Take as a contrasting example what anthropologist James Suzman writes in this New York Times article about his experience with the Ju/’hoansi, hunter-gatherers who live in southern Africa and are more commonly known in the U.S. by the old-fashioned and inapt term “the Bushmen of the Kalahari”. These are people who live very close to animals and know them well because they must know them well to hunt them successfully and survive in their world. Suzman argues that they empathize, rather than sympathize, with animals:

For them animal empathy was not a question of focusing on an animal’s human-like characteristics, but of assuming the whole perspective of the animal. Their animal empathy defied verbalization. To empathize with an animal you couldn’t think like a human and project your mind-set into it; you had to “be” the animal.
But this kind of empathy did not persuade Ju/’hoansi and other hunter-gatherers to feel sympathy for animals or assume a duty of care for them. Rather it made people focus more on the non-human behaviors of animals rather than what they had in common. Among people who considered themselves to be just one of many different kinds of animal-people in a wild environment, hunting, death and pain were parts of everyday life. Human compassion did not extend to other species.
Suzman goes on to suggest that people like those of us reading this blog post or his article are different because we live in a world in which animals have evolved and been bred to please us. Our animal world consists of pets, animals trained to delight us at zoos and aquariums, round-eyed cartoon animals who make us cry and laugh, and even wildlife displayed as entertainment in nature documentaries. We think of animals in terms of what they do for us and then conclude that, doing so much for us, they must love us, and that, loving us, they deserve our love.

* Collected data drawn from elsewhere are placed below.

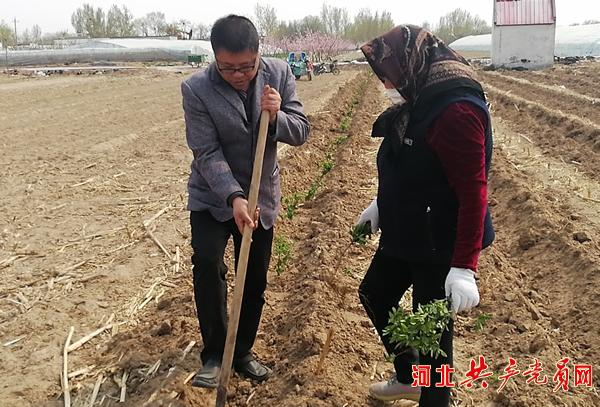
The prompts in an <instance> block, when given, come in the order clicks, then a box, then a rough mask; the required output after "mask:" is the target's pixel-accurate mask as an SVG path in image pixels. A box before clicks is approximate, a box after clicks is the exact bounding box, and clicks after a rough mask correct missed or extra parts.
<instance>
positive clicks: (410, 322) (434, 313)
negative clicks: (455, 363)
mask: <svg viewBox="0 0 600 407" xmlns="http://www.w3.org/2000/svg"><path fill="white" fill-rule="evenodd" d="M451 318H452V313H451V311H450V304H449V302H448V300H446V299H444V300H436V301H434V302H431V303H429V304H425V305H422V304H419V306H418V308H417V311H416V312H413V313H408V312H406V311H405V310H403V309H402V308H401V307H397V308H393V309H392V311H390V317H389V324H388V326H387V327H386V328H385V329H384V330H383V334H384V335H386V336H388V337H389V338H390V342H391V343H392V344H394V345H396V348H404V347H410V348H414V349H416V350H417V351H419V353H421V354H428V353H429V354H430V355H431V356H432V357H436V358H437V357H438V356H439V355H442V356H447V355H446V353H445V352H444V351H443V350H442V349H441V348H440V339H441V337H442V333H443V332H444V331H445V330H446V328H447V327H448V323H449V322H450V319H451Z"/></svg>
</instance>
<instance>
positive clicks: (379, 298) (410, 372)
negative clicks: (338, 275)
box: [359, 249, 453, 407]
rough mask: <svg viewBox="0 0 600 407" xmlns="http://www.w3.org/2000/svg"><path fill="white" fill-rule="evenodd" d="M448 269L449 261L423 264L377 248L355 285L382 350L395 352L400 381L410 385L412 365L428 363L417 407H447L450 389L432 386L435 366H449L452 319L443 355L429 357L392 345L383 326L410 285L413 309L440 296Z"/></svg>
mask: <svg viewBox="0 0 600 407" xmlns="http://www.w3.org/2000/svg"><path fill="white" fill-rule="evenodd" d="M449 270H450V265H449V264H426V263H415V262H407V261H403V260H401V259H398V258H394V257H390V256H389V255H386V254H384V253H383V252H382V251H381V249H379V250H377V252H376V253H375V256H374V257H373V260H372V261H371V265H370V267H369V270H368V271H367V274H366V275H365V278H364V279H363V281H362V283H361V285H360V287H359V297H360V300H361V302H362V304H363V307H364V308H365V311H366V312H367V314H368V316H369V318H370V319H371V321H372V322H373V325H374V326H375V328H376V329H377V332H378V333H379V336H380V337H381V341H382V342H383V345H384V346H385V350H386V351H387V353H388V354H389V355H391V354H394V355H396V357H395V359H394V368H395V369H396V375H397V378H398V380H399V381H400V382H401V383H407V384H411V383H412V382H413V379H412V365H418V364H421V365H430V366H431V376H430V381H431V386H430V387H423V388H421V399H420V401H419V406H421V407H432V406H435V407H438V406H439V407H442V406H443V407H447V406H449V404H450V388H448V387H435V383H440V382H441V374H440V373H438V372H436V371H435V369H436V368H439V367H440V366H441V365H442V364H448V365H450V366H452V332H453V322H452V321H450V323H449V325H448V330H446V331H444V333H443V334H442V337H441V341H440V347H441V349H442V350H443V351H444V352H446V354H447V356H446V357H443V356H439V357H438V358H432V357H431V356H430V355H429V354H427V355H424V354H421V355H419V354H418V352H417V351H416V350H414V349H411V348H404V349H399V348H396V347H395V345H392V344H391V343H390V342H389V340H388V338H387V337H386V336H384V335H383V329H384V328H385V327H386V326H387V325H388V318H389V312H390V311H391V310H392V308H393V307H397V306H398V302H399V301H400V299H401V298H402V296H403V295H404V293H405V292H406V290H407V289H408V288H409V287H410V286H411V285H412V287H413V311H414V310H416V308H417V306H418V304H427V303H429V302H432V301H434V300H438V299H444V298H445V297H446V294H445V291H444V283H445V281H446V276H447V275H448V271H449Z"/></svg>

And there we have a whole bunch of human emotions all wrapped up in our relationships with animals.


Suzman is not saying that the Ju/’hoansi way is better, and neither am I. He describes their behaviors towards the dogs who live among them in ways that, from our perspective, seem abusive or neglectful. At the same time, I’m not sure it’s entirely healthy - or good for animals - that we anthropomorphize them to the extent that we do. What I want to consider is that we interface with animals through a construction that we have formed of them and our relationship to them, a construction that has not been and is not the same in all times and places. We also construct ourselves and our view of our humanity through them, which makes me think that all of those Valentine’s Day articles on the internet may tell us a lot more about ourselves than they tell us about the animals they feature.